Offiziell ist das eine Selbstverständlichkeit in Unternehmen, in denen internationale Teams zusammenarbeiten - zumindest zusammenarbeiten sollen. Warum und wo es knirscht, schildert Clement, die als Coach und Trainerin arbeitet, beispielsreich und anschaulich. Ihr Schluss daraus: Um mit anderen Kulturen umzugehen, braucht es zum einen Wissen, zum anderen eine Haltung. Bitte nicht die Obelix-Attitüde von "Die spinnen, die Römer!", die das eigene Verständnis von Kultur, von richtig und falsch, von angemessen und unangemessen zum Maß der Dinge erklärt.

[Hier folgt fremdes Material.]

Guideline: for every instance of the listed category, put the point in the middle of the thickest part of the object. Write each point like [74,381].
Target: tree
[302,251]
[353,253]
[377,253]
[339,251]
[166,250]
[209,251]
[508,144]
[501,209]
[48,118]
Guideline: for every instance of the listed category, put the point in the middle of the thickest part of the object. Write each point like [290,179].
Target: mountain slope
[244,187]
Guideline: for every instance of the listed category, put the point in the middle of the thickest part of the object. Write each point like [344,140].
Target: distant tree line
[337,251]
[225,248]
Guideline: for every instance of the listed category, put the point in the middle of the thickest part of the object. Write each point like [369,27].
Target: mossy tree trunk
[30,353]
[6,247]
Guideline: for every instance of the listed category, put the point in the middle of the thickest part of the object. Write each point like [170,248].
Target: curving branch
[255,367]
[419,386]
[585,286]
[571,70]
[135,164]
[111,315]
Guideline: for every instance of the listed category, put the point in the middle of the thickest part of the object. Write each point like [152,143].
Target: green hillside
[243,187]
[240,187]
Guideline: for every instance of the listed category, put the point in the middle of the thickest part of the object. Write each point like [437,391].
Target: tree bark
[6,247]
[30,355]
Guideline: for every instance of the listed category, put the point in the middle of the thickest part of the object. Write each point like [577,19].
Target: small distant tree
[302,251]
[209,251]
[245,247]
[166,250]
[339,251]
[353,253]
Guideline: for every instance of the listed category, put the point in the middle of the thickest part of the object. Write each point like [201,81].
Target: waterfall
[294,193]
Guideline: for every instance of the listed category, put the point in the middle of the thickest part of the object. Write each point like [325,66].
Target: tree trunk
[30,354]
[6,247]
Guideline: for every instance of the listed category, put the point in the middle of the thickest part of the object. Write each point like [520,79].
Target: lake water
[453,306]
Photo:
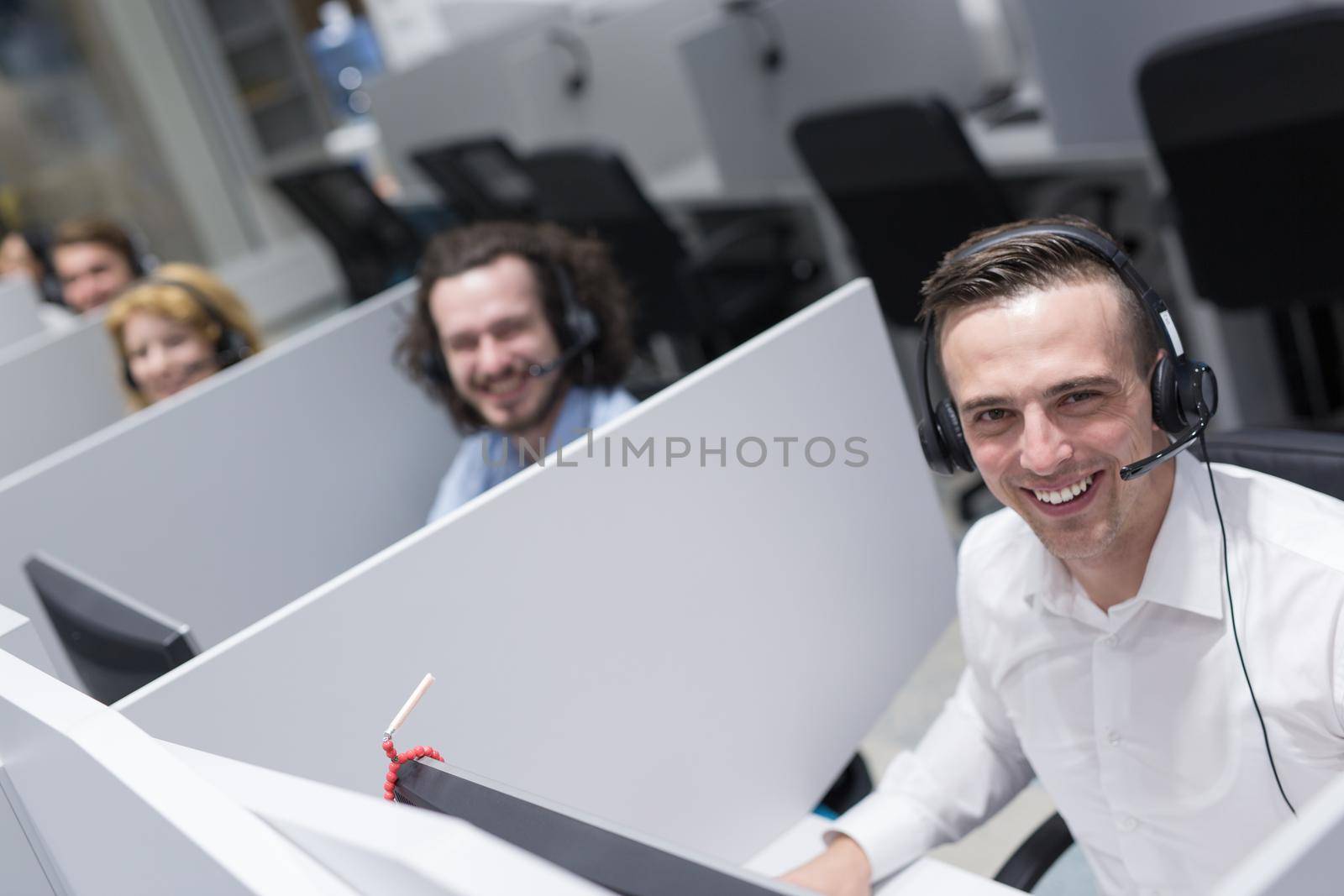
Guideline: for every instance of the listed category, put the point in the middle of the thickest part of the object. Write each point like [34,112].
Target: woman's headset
[233,344]
[1184,391]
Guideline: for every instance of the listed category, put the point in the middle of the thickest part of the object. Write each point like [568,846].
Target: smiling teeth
[1063,495]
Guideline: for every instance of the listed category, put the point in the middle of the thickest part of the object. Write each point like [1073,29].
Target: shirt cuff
[893,831]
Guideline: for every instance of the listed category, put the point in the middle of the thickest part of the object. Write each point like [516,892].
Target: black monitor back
[1249,125]
[480,179]
[118,645]
[906,186]
[598,855]
[375,246]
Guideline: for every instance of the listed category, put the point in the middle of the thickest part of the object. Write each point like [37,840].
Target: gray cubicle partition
[54,390]
[19,318]
[457,94]
[833,54]
[635,93]
[685,644]
[1088,55]
[1300,859]
[232,499]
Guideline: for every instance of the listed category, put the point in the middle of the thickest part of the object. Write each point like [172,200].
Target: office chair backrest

Die "Anderen" spielerisch erleben
Clement schlägt Übungen vor, mit denen die andere Kultur spielerisch erlebt wird. Sehr erhellend, wenn deutsche Ingenieure ein chinesisches Nein versuchen und umgekehrt chinesische Manager ein deutsches Nein. "Mittels Perspektivenwechsel werden fremde kulturelle Muster erlebbar, und kulturelle Unterschiede verlieren ihre potenzielle Sprengkraft", schreibt Clement in "Kon-Fusionen".